After installing them:

  • agents can load mnemonics for guidance on memory types, when to use @historian, and how to store or recall project knowledge correctly
  • agents can load heuristics when you want to ingest documents, screenshots, notes, code, or mixed source folders into memories

Quick Start

Once the plugin is enabled, talk to the historian agent in natural language.

Save information

"Remember that we're using PostgreSQL for the database"

"Save this: we decided on JWT tokens with 24-hour expiry"

"Note that the API rate limit is 100 requests per minute"

Recall information

"What did we decide about authentication?"

"Do we have any known issues?"

"What are my preferences for this project?"

Ingest files or folders

Use the heuristics skill when you want the agent to turn existing source files into memories:

"Use heuristics to ingest ./docs into historian memories"

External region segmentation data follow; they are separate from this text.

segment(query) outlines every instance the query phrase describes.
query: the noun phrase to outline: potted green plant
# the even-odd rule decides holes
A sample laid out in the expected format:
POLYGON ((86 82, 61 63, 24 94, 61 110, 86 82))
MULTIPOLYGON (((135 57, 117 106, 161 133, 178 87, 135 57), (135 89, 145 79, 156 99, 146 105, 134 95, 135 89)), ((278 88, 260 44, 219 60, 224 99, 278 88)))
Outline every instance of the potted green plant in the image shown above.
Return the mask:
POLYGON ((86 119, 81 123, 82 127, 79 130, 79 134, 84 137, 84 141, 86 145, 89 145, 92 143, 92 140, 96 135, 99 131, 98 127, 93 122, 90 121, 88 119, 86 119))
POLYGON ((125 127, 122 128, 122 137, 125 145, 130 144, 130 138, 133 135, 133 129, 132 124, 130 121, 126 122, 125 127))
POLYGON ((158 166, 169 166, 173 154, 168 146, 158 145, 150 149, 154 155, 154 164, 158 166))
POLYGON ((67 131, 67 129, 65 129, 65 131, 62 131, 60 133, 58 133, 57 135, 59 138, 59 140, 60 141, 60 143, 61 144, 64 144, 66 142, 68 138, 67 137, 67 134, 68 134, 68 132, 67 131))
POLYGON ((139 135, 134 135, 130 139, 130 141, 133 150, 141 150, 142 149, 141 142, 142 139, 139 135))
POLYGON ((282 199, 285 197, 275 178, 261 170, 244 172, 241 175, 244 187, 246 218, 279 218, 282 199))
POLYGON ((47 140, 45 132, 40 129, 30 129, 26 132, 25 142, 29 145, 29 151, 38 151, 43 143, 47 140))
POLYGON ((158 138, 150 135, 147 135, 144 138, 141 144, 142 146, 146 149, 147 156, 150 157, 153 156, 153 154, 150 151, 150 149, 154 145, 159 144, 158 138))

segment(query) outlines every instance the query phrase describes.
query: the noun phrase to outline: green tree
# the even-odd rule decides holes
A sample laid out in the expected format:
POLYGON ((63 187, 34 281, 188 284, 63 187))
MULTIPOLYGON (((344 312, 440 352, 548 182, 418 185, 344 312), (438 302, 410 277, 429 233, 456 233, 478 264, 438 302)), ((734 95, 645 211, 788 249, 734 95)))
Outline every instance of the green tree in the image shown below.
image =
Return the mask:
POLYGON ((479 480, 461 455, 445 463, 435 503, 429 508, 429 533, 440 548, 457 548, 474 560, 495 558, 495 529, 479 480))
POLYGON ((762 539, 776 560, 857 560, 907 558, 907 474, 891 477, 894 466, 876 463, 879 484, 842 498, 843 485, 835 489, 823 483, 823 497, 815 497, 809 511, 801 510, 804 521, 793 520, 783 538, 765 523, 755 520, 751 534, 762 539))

"Use heuristics on ./research and only save architectural decisions and issues"

"Use heuristics to extract these screenshots into memory: ./notes/*.png"

The skill takes inspiration from the useful part of the "Karpathy LLM Wiki" idea: ingest source material into a durable knowledge base. Instead of adding a separate wiki system, it keeps Historian's existing qmd-backed memory model as the source of truth.

The skill checks available memory types first, extracts content from each file, classifies durable knowledge, and saves it through @historian. It can use markitdown for documents when available, vision MCPs for images, and LLM extraction as a fallback.

Historian will:

  • classify memories by type
  • tag them for retrieval
  • index them for semantic search
  • keep them in a git-friendly markdown format

Memory Types

Historian ships with these built-in memory types:

| Type | Use For | |--------------------------|-----------------------------| | architectural-decision | System architecture choices | | design-decision | UI/UX decisions | | learning | Lessons and discoveries | | user-preference | User preferences | | project-preference | Team conventions | | issue | Known problems | | context | General context (default) | | recurring-pattern | Reusable patterns | | conventions-pattern | Coding standards |

Configuration

Optional config file:

.opencode/opencode-historian.json

Example:

{
  "appendPrompt": "Focus on API design decisions.",
  "memoryTypes": [
    {
      "name": "api-endpoint",
      "description": "API endpoint decisions"
    }
  ],
  "disabledMcps": [
    "serena"
  ]
}

Options

| Option | Default | Description | |----------------|---------|---------------------------------------------------------------------------| | model | - | Model used by the historian agent | | temperature | 0.3 | Response creativity | | appendPrompt | - | Additional instructions appended to the historian prompt | | memoryTypes | - | Custom memory types to add alongside the built-ins | | autoCompound | true | Automatically merge new learnings into existing memories when appropriate | | disabledMcps | - | Bundled MCPs to disable, for example ["serena"] |

Storage

Memories are stored as markdown files under .mnemonics/ in your project root:

.mnemonics/
├── architectural-decision/
├── design-decision/
├── learning/
└── ...

Benefits:

  • human-readable
  • easy to version with git
  • easy to inspect or edit manually

Included Tools

The plugin registers these memory tools:

  • memory_remember
  • memory_recall
  • memory_forget
  • memory_list_types
  • memory_sync

When to Use the Skill vs. the Tools

  • Use the plugin to make memory available inside OpenCode
  • Use the mnemonics skill to teach agents how to use @historian well
  • Use the heuristics skill to convert existing files or folders into historian memories
  • Use the memory tools when you want direct programmatic memory operations

In short: the plugin gives you capability, and the skills give agents better judgment about how to use it.

License

This project is licensed under the MIT License.